Pressure cook toor dal for 3-4 whistles, with 1 cup water, 2 pinches of turmeric, 2 pinches of asafoetida and few drops of sesame oil.
Wash the potato well and cut into 4 and pressure cook it along with the dal. Once done, take out the potato, peel off the skin and break/ cut into bite size pieces.
Mash the dal smoothly. Set aside.
Meanwhile, roast the ingredients under ‘To roast’ table. You can roast everything together. But except jeera/ cumin seeds, which has to be added towards the end when the other ingredients gets the golden colour.
Take care not to burn anything. So roast in medium flame with constant roasting. If anything gets burnt, the total dish will not turn out that good as this is the star ingredient!

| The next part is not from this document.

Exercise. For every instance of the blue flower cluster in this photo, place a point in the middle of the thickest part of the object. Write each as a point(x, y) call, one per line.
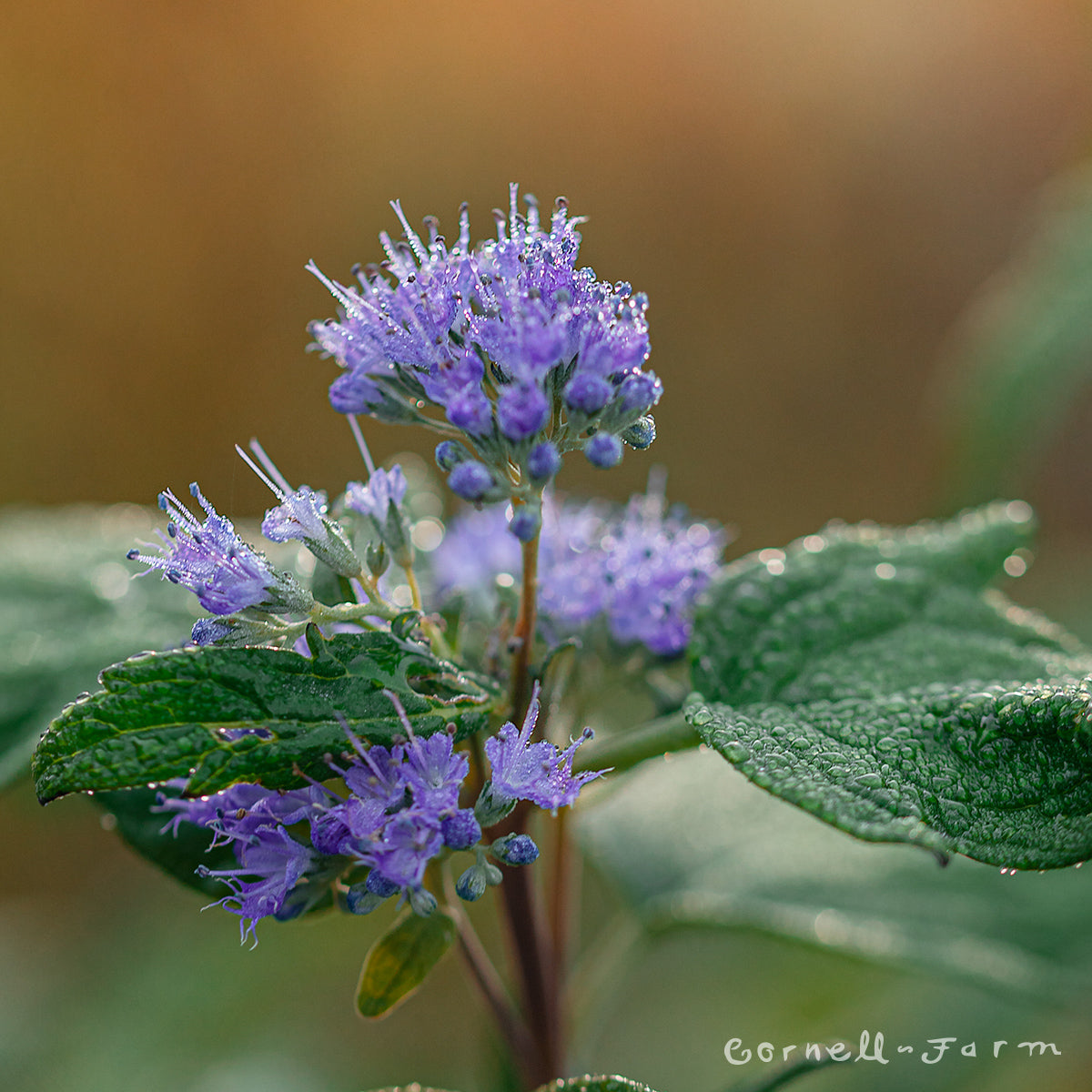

Cool down and powder into a coarse powder. In between powdering, you might need to wipe the sides, lid of the mixer for even powdering. Set aside.
In a kadai, heat oil and temper with the items given under ‘To temper table’.
Add half of the asafoetida and give a quick stir.
Add onions and fry till transparent.Add tomatoes, green chillies and fry for 1 or 2 minutes.
Extract tamarind juice from the tamarind(soak in warm water for 10 –20 mins for easy extract).
Dilute it and make it 3 cups of it and add start heating in a large bowl.
Add the fried onion, tomato to it. Now add few torn curry leaves, coriander leaves, salt, turmeric, rest of the asafoetida and bring to boil.
Then add the potatoes.Boil for 2 minutes and add the sambar powder.
Add it in a sprinkled way little by little with constant stirring to avoid any lump formation.
Let it boil. Then add the mashed dal. If the dal is too tight, add more water to loosen it before adding it to sambar.
Now after adding the ground sambar powder and dal, the sambar tends to thicken.
So you might be needed to add some 3/4 cup to 1 cup water to bring it to the right consistency.
So once it starts boiling, as a final touch add the powdered jaggery and mix well.
Top with few more torn coriander leaves or curry leaves and mix in the ghee. Switch off the flame.